A mix of public and private HEIs, both research-oriented (universities and research-oriented independent institutions) and applied science schools and departments, should be included in future research efforts. In this way, institutional diversity will be better captured, ensuring variability across different levels of digital maturity and transformation. In addition, future sampling strategies need to ensure geographical diversity and a hierarchical data structure that extends from the class to the institutional and national levels of analysis.
Such a sampling strategy should also ensure that future research accurately assesses the potential digital divides at regional and national levels, as multilevel research designs enable researchers to analyze the distribution of strategic resources (antecedents of DT), digital culture, and DT effects across different social groups and types of HEIs.
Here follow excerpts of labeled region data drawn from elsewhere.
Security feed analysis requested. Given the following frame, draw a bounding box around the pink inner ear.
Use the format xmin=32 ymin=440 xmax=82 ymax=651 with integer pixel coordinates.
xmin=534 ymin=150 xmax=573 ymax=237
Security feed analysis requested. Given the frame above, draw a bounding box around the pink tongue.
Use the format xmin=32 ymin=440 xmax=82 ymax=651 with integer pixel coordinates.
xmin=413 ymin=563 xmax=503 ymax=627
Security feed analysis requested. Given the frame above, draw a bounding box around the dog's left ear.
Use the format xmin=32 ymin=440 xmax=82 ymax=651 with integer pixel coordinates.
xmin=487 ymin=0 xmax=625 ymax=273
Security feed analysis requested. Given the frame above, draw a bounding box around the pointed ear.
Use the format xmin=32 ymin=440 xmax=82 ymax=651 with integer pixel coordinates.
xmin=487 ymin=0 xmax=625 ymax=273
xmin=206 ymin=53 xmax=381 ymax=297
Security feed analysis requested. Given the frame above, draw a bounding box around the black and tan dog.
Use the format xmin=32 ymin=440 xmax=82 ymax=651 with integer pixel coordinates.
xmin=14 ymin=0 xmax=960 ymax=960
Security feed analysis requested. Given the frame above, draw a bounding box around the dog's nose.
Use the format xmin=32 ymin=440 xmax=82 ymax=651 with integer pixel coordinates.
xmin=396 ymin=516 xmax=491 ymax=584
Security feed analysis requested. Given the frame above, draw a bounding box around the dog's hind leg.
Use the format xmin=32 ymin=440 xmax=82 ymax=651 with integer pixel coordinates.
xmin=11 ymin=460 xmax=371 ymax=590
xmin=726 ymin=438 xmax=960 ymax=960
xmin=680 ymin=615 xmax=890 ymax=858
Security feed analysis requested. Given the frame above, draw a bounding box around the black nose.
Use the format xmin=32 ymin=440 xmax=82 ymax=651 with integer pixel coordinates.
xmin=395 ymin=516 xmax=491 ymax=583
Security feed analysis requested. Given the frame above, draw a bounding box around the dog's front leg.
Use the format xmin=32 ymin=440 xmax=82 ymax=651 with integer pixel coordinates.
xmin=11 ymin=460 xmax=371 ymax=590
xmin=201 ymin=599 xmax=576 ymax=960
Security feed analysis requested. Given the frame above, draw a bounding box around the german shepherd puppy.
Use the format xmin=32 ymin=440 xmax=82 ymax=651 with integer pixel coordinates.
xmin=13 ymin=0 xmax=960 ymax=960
Our results are consistent with interpreting organizational culture as a theoretically relevant mechanism through which higher digital maturity in Academic Teaching & Learning is associated with a higher perceived level of digital transformation. B&H and Croatian contexts make our propositions relevant from a practical viewpoint as well. In resource-constrained environments, culture can foster peer learning and interdepartmental collaboration, ultimately leading to social visibility and recognition of investments in digital tools and platforms. In this way, the development of digital infrastructure is positioned as a credible contribution to society, which may reinforce digital culture and its acceptance within the higher education sector, contributing to the development of ‘virtuous circle’ patterns.
From a theoretical standpoint, our results are relevant to dynamic capability theory in strategic management and its application in HEIs. Our study (re)positions Digital Culture maturity from a generic supporting factor toward a source of HEI dynamic capabilities. Teece’s original theorizing can be described as sensing an opportunity, committing to and allocating the strategic resource, and continuously (re)configuring the resource base and organizational routines to achieve new capabilities [
3].
In this context, digital culture serves as a “glue” for (re)combining teaching tools and approaches with the supporting digital platforms, instead of a passive supporting element. In addition, digital culture enables faculty and administrative staff to amplify the effects of limited digital resources, which is especially significant in environments with a scarce resource base. Thus, cultural capabilities may channel efforts toward achieving digital transformation (DT), which extends our prior work on the relevance of the resource base and its direct influence on DT [
7].
Our conceptualization of HEI organizational culture can be linked to HEI entrepreneurial orientation (EO), which can serve as a lever for implementing cultural interventions to support digital transformation. Namely, the culture of an academic institution can be transformed by introducing innovation, proactiveness, and a willingness to take calculated risks, implied by the introduction of EO [
29]. Our existing results can be amplified through the implementation of experiential teaching methods, such as business plan competitions, problem- and project-based learning, and other approaches that foster an entrepreneurial mindset, which can be coupled with digital culture to support HEI innovation.